Le retour de la carte d’identité obligatoire sur Facebook

Il y a comme cela des « idées » qui reviennent régulièrement, car elles sont récupérées et remises en avant après des évènements. C’est le cas de celles qui consiste à réclamer la carte d’identité aux utilisateurs des réseaux sociaux. Cette fois, c’est le monsieur Sécurité de Nicolas Sarkozy, Eric Ciotti qui s’y colle et qui affirme « internet ne peut pas être un espace sans contrôle« .

Concrètement, il s’agirait pour quelqu’un qui veut ouvrir un compte Twitter, Facebook ou encore Snapchat, de fournir une pièce d’identité au site. La cible, c’est l’anonymat qui permet de diffuser tous les contenus possibles. Que ce soit la diffusion de recherche à caractère pédophile ou comme, actualité oblige, la diffusion de la propagande djihadiste.  Ainsi, François Hollande a déclaré pour ses vœux de 2014 que « sur internet, l’anonymat ne doit pas être une protection et la liberté d’expression, un alibi ».

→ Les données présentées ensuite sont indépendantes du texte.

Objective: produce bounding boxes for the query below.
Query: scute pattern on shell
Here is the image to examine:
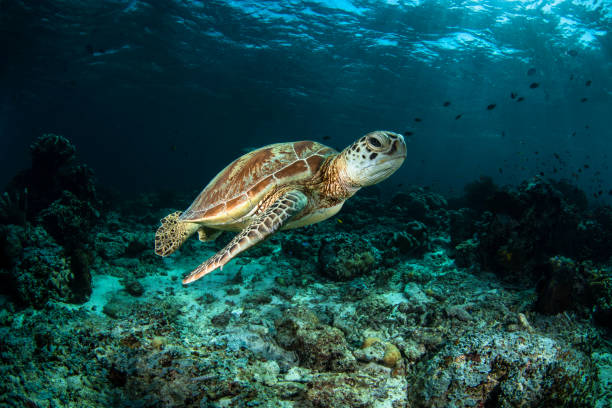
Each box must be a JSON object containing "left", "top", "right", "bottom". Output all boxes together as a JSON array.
[{"left": 181, "top": 141, "right": 337, "bottom": 221}]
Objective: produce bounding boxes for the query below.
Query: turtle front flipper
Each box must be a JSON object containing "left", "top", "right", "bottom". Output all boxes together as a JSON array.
[
  {"left": 183, "top": 190, "right": 308, "bottom": 285},
  {"left": 155, "top": 211, "right": 200, "bottom": 256}
]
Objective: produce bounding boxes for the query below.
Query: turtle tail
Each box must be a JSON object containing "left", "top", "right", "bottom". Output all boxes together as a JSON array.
[{"left": 155, "top": 211, "right": 199, "bottom": 256}]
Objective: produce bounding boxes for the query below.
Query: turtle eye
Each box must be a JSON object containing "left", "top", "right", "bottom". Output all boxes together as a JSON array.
[{"left": 367, "top": 136, "right": 382, "bottom": 149}]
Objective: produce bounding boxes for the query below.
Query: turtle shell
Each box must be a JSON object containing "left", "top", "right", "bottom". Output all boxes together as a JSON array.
[{"left": 180, "top": 141, "right": 338, "bottom": 225}]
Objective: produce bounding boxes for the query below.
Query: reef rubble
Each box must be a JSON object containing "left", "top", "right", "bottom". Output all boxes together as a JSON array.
[{"left": 0, "top": 136, "right": 612, "bottom": 408}]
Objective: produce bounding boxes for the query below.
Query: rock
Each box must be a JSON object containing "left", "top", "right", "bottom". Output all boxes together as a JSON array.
[
  {"left": 276, "top": 307, "right": 356, "bottom": 372},
  {"left": 318, "top": 239, "right": 380, "bottom": 281},
  {"left": 125, "top": 280, "right": 144, "bottom": 297}
]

Cependant, bien que séduisante, cette résolution n’est pas aussi merveilleuse qu’il n’y paraît. Le réseau IRC EpikNet en avait d’ailleurs fait un poisson d’avril pour ses abonnés. Tout d’abord, son efficacité n’est pas prouvée, et l’association, La Quadrature du Net, assure même qu’elle est « complètement idiote, infaisable, et n’a pas d’intérêt particulier« . L’impact sur la lutte antiterroriste d’une telle mesure reste à prouver.

A ce propos, on peut noter qu’il existe déjà plein de procédures judiciaires pour identifier des personnes et des contenus illicites. N’oublions pas, qu’un compte même ouvert sous un faux nom, comporte de nombreuses informations permettant d’identifier son auteur,  l’adresse IP , sa géolocalisation, voire son numéro de téléphone, et de nombreuses autres données. Des informations communiquées, qui peuvent largement permettre d’identifier une personne publiant des messages sous pseudonyme sur les réseaux sociaux. L’efficacité ultime réside surtout dans la possibilité d’arrêter l’émission, et la conception de la propagande, qui n’est paradoxalement pas gênée.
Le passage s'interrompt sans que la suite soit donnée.